A proposito, quando non pioverà dovrebbe spuntare il sole, forse un po’ di vento, ma mi sono rifiutata per il momento di fare anche la conversione della miglia orarie… 😦

(edit: no, non è vero, sono andata a cercarmi la scala dei venti e ora so che saremo tra la brezza tesa e il vento moderato. Insomma, si muovono i rametti, gli alberi no).

Umidità sempre intorno all’80% (ok, ci sta, c’è l’oceano).

Aaaarghhhh!!!!

(no, non ho visto Jack O’ Lantern, è che mi godo fino in fondo anche l’aspetto horror della preparazione dei bagagli sotto Halloween).

63. Stage Left: A Story of Theater in San Francisco

Stasera sono esausta anche se sto riprendendo a essere felice. Il mio piccolo soffre già di nostalgia preventiva e chissà, forse un po’ anch’io. Forse sono questi i momenti in cui si rischia di sbandare, perché la malinconia è un sentimento prezioso ma va riconosciuta e arginata.

Mi viene molto bene stasera di dover parlare di questo documentario del 2011 (di Austin Forbord) cui Robin ha preso parte, a quanto ho potuto vedere, in maniera marginale, il che mi consente di non soffermarmi troppo. Al tempo stesso, è legatissimo a San Francisco (parlando di coincidenze… proprio in questo momento… non è una mia scelta, visto che sto andando in ordine rigorosamente cronologico). Infatti si parla appunto della storia del suo teatro dal 1952 al 2010. Storia alla quale Robin ha dato invece un contributo tutt’altro che marginale. Una storia di sperimentazione, di innovazione, di superamento di muri e convenzioni, di teatro fuori dal teatro, di pensiero senza confini, che ha reso la città un terreno fertile per qualcosa che non ha termini di paragone al di fuori di questo luogo e che forse non sarà neanche più riproducibile (per quanto, speriamo il contrario!). E’ il clima di cui Robin si è nutrito, quello in cui ha imparato a osare, a mettersi in gioco completamente, a non avere paura di esagerare, mantenendo al tempo stesso un contatto fortissimo con il mondo circostante e le sue contraddizioni, letto con la sua considerevole intelligenza e la sua personale sensibilità.

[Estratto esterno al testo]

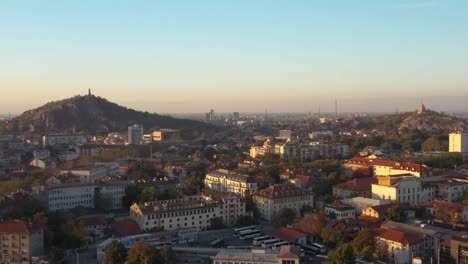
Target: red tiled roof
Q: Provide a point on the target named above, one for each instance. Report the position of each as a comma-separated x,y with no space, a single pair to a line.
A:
93,221
280,191
289,252
126,227
16,227
357,184
436,203
398,236
338,204
288,234
398,165
360,161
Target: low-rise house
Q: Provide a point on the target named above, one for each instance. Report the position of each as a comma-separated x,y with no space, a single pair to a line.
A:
448,212
188,212
403,189
405,241
94,224
290,235
340,210
286,255
272,200
361,187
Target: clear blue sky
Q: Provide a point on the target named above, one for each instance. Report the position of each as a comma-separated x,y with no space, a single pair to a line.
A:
232,55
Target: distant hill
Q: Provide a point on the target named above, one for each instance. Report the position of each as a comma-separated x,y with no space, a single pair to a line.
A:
430,120
95,115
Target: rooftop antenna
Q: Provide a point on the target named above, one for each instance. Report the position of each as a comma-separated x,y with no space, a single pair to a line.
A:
336,107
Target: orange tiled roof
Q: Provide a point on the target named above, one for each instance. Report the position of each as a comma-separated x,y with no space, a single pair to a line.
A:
280,191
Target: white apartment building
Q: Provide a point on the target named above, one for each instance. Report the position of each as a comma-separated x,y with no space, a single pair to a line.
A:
271,200
188,212
19,241
135,134
53,140
407,189
458,142
228,181
312,151
69,196
93,172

Stasera ho ricevuto una email alla quale tenevo molto, il contenuto non è proprio quello che speravo, ma mi sono state date molte idee di luoghi importanti da visitare (inclusi i club in cui così spesso Robin ha creato le sue meraviglie improvvisate e reso indimenticabile la serata di amici, conoscenti, pubblico e persone incontrate per caso).

Qui c’è il link a uno spezzone, se aveste voglia di farvi un’idea: Stage Left. La voce narrante è di Marga Gomez.